On l'emmena, lui et les autres Bleu, au campement principal où l'on l'affectait chaque nouveau à un poste suivant ses compétences.
Il avait l'œil hagard du chien que l'on emmenait pour la première en ballade dans une région nouvelle et qui savait qu'il se ferait abandonner par ses maitres. Il ne pouvait s'empêcher de prendre des point de repère. Le premier lieu qu'il chercha était l'infirmerie. Car, après tout, une infirmière est toujours canon tant qu'elle a son uniforme sexy. Et dans un pays chaud, les vêtements sont vite raccourci.
Il comptait sur son charme habituelle qu'il exerçait si aisément sur les curistes de la station thermal non loin de chez lui.
C'est avec l'orgueil regonflé a la vue d'une assistante soignante qu'il pénétra le quartier des dortoirs a la suite des autres moutons, le dépassa lentement et se retrouva en peloton devant une battisse de fer et de tôle qui le surplombait de toute sa hauteur.
Il furent mis en file indienne et entrait un-par-un par l'ouverture de la lourde porte d'acier.

La voix douce et onctueuse du sergent en charge de cette tache résonnait et se répercutait à l'infini avec force et rage sous le baraquement de fer qui chauffait tout le monde tel un micro-onde géant.
« SUIVANT!!! »
Jacques s'avançât, de grosses gouttes de sueur, froide ou non, perlaient sur son front et venaient s'écraser sur ses bottines cirées avec amour. Il se plaçât devant l'homme plus gradé, plus baraqué, plus homme que lui et tel un instinct primaire du faible chasser, il se crispa et tremblât.

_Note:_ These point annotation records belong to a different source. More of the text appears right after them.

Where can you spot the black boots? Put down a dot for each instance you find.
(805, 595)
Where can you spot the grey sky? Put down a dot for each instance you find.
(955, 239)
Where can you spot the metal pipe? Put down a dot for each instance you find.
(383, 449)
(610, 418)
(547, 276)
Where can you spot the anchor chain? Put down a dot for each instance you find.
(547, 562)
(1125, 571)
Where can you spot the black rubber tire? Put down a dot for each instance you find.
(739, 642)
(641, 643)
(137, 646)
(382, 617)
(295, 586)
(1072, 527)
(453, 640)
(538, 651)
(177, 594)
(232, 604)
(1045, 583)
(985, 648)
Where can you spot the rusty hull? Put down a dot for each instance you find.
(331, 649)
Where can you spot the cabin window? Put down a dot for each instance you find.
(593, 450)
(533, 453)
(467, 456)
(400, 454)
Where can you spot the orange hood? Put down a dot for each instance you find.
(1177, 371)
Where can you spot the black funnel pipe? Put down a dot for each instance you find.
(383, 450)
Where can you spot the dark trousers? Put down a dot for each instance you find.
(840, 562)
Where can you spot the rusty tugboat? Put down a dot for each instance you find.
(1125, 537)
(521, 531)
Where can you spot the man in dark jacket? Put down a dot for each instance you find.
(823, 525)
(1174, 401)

Il devait faire de gros effort pour ne pas céder à la pression et ne pas relâcher cette même pression qui lui serrait la vessie et le sphincter.

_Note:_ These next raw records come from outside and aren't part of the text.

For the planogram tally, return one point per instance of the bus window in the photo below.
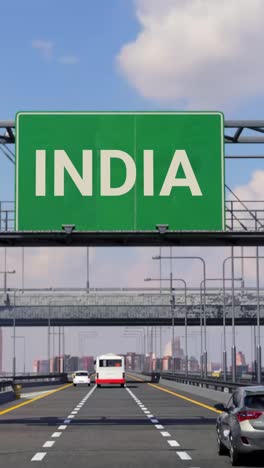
(110, 363)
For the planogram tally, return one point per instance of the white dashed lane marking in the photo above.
(184, 456)
(49, 443)
(56, 434)
(39, 456)
(173, 443)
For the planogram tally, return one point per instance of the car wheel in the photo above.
(222, 450)
(234, 454)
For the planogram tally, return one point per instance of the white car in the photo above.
(81, 377)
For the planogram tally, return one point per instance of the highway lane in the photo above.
(111, 427)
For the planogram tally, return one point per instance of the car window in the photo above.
(110, 363)
(236, 399)
(255, 402)
(230, 405)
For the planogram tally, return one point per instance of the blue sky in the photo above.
(59, 55)
(89, 35)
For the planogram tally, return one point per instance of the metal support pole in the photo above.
(242, 271)
(255, 350)
(160, 353)
(185, 330)
(201, 337)
(59, 349)
(160, 269)
(204, 314)
(172, 323)
(24, 355)
(224, 329)
(258, 320)
(5, 272)
(233, 351)
(87, 269)
(14, 336)
(49, 338)
(23, 268)
(63, 349)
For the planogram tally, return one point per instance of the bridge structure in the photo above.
(244, 219)
(167, 423)
(106, 307)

« TOI! Tu sais faire quoi le troufion?
-vbl...
-T'as parler ou tu t'es chier dessus?!
-Volet... Je monte et peint des volets pour une petite boite dans ma ville et...

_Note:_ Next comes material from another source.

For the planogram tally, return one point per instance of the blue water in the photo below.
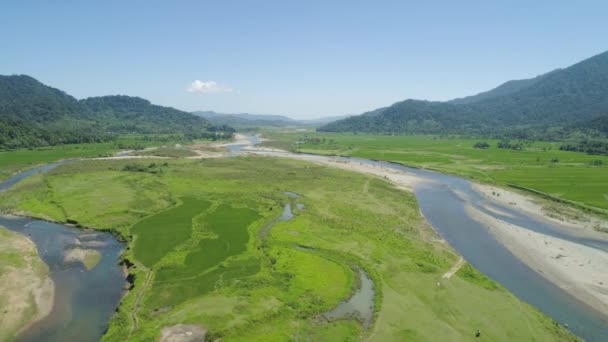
(84, 300)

-LA FERME! Je t'ai pas demandé de me raconté ta vie! Bon, tu seras corvée de baraquement! A toi de briquer la tôle, de virer la rouille et de me permettre de m'admirer dans le reflet!!! Et reste pas accroché au poêle! Ça laisse des marques sur le grill!
-Bien chef!
-SERGENT! Espèce de petit trou du cul!
-Bien sergent! 
-SUIVANT! Et arrêter d'être tous demeuré! »

Sur le coup, le pauvre Jacques n'avait saisit l'allusion au poêle. 

Alors qu'il sortait de la zone de chasse du mâle dominant, il se sentait revivre peu a peu. Un rapide allez-retour sous le douche finit d'enlever la honte qui lui collait à la peau. Et il put sortir au grand jour, faire ce qu'il aimait le plus, se pavaner, chaines et gourmettes doré au grand air, chemise ouverte, il déambulait dans les allées avec des allures de coqs dans sa basse-cour.